I'll refer to EMC SRDF/A documentation here... not because this problem is unique to SRDF/A or even more frequently encountered on SRDF/A than other array-level replication.  No - the reason I'll reference SRDF/A here is rather that at 412 pages the document I'll refer to is one of the most complete you'll find on asynchronous replication.  EMC takes SRDF/A and SRDF/S extremely seriously.  Even if you are implementing a different asynchronous replication mechanism, taking a look at this resource can help identify the various design and workload components that should be considered for asynchronous replication to be successful within project goals.   

EMC SRDF/A and SRDF/A Multi-Session Consistency on UNIX and Windows TechBook Version 1.7
Part Number H2554.7; 7 mb pdf (2010)

The Symmetrix Cache Management (Pages 254-256) section includes passages about both logical device and system-wide write pending limits.  This document was written with Enginuity 5671 in mind.  The limits themselves may change with different versions of Enginuity, and methods of cache and bandwidth resource management/partitioning may change over time as well.  The key is: since SRDF/A is cache based asynchronous replication, sustained high write pending on the source OR target system can result in throttled write activity for the primary system host.
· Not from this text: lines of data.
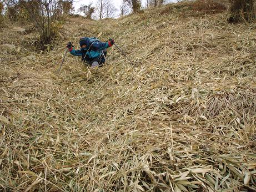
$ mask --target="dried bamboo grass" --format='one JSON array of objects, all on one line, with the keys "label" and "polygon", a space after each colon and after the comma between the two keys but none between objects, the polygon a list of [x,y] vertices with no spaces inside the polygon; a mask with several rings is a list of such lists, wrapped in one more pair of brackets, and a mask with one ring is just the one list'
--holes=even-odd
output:
[{"label": "dried bamboo grass", "polygon": [[180,11],[64,26],[67,42],[114,37],[136,67],[112,48],[99,69],[68,57],[58,78],[64,41],[18,60],[1,53],[0,187],[255,190],[255,24]]}]

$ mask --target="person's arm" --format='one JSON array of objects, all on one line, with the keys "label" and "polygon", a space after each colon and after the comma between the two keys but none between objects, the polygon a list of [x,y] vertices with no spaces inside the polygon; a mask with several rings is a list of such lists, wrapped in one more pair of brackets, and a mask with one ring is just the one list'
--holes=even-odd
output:
[{"label": "person's arm", "polygon": [[93,48],[98,50],[102,50],[105,49],[107,49],[109,47],[112,46],[114,43],[114,39],[109,39],[107,42],[102,43],[102,42],[94,42],[92,46],[93,46]]}]

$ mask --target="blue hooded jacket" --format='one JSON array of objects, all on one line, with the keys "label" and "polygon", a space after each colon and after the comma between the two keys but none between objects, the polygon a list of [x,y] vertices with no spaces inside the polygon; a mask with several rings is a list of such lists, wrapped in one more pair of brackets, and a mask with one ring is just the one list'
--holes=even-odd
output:
[{"label": "blue hooded jacket", "polygon": [[101,42],[96,38],[84,37],[83,40],[86,43],[86,47],[77,50],[71,48],[69,49],[71,54],[75,56],[82,56],[84,53],[86,54],[86,56],[89,59],[95,59],[101,56],[102,50],[112,46],[109,43]]}]

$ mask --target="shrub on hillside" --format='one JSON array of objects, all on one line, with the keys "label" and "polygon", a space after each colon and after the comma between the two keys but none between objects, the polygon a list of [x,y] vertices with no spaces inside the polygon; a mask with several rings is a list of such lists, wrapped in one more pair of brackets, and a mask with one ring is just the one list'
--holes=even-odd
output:
[{"label": "shrub on hillside", "polygon": [[197,0],[192,5],[194,11],[204,13],[219,13],[227,9],[224,4],[217,0]]},{"label": "shrub on hillside", "polygon": [[254,9],[255,0],[230,0],[230,17],[228,19],[229,23],[241,21],[251,22],[255,18]]}]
The coupling of primary and secondary system performance and scalability during asynchronous replication is not unique to SRDF/A among array based mechanisms.  HUR replication (Hitachi Universal Replicator) asynchronous replication also has a maximum tolerance, as does asynchronous replication in SVC/V7000 configurations.  Database level asynchronous replication has similar limitations, although the system resource considerations are different than for array-based replication.

All asynchronous replication relies on buffering of primary system activity on the primary before transmission to the secondary system, and buffering on the secondary system before applying/destaging write contents.  In some SAN replication facilities such as SRDF/A, the primary system buffering before transmission and the secondary system buffering before application take place in cache.  Other replication facilities, such as SRDF/AR or database level asynchronous replication such as Oracle Data Guard Maximum Performance or SQL Server Always On Asynchronous Commit, use file system or disk based buffering on the primary and/or secondary system.
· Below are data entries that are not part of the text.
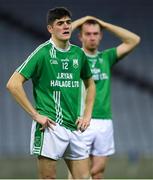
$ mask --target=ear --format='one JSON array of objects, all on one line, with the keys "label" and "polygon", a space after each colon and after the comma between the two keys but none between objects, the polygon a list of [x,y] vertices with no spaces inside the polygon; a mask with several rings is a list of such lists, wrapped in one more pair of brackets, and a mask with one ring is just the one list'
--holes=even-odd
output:
[{"label": "ear", "polygon": [[102,38],[103,38],[103,32],[101,31],[100,32],[100,40],[102,40]]},{"label": "ear", "polygon": [[53,32],[52,25],[47,25],[47,29],[48,29],[48,32],[50,32],[52,34],[52,32]]},{"label": "ear", "polygon": [[82,42],[82,35],[81,35],[81,33],[78,34],[78,39]]}]

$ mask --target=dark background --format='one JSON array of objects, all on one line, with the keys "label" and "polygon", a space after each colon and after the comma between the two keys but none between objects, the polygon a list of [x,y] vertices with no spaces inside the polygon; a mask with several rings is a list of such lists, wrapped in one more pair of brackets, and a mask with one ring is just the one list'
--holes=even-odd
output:
[{"label": "dark background", "polygon": [[[5,86],[27,56],[50,38],[46,13],[56,6],[70,9],[73,20],[93,15],[141,37],[141,44],[113,69],[116,154],[108,163],[106,178],[153,178],[152,0],[0,0],[0,178],[36,177],[35,159],[29,156],[31,119]],[[71,43],[80,45],[77,31]],[[104,31],[99,50],[119,43]],[[33,101],[31,82],[25,88]],[[58,177],[66,178],[63,162],[57,169]]]}]

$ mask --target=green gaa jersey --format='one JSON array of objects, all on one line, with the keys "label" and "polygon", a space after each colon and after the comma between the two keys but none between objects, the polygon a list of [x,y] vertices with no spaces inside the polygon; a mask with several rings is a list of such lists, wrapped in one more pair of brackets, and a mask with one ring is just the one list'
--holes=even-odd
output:
[{"label": "green gaa jersey", "polygon": [[33,82],[36,110],[70,130],[76,130],[81,111],[81,79],[90,78],[87,57],[77,46],[57,48],[41,44],[17,69]]},{"label": "green gaa jersey", "polygon": [[117,62],[116,48],[98,52],[95,56],[86,55],[96,85],[92,118],[112,119],[111,67]]}]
Whether activity is buffered in cache or on disk, the dilemma remains: once the buffer resource is fully consumed, should replication cease - or should the primary system write activity be throttled in order to allow the recovery mechanism to recover?

Some asynchronous replication mechanisms allow a choice of response to full buffer resource conditions.  Some don't.  

If you implement asynchronous replication, understand the system considerations for the buffer resources on primary and secondary, as well as the consequences for replication and throttling as buffer resources saturate.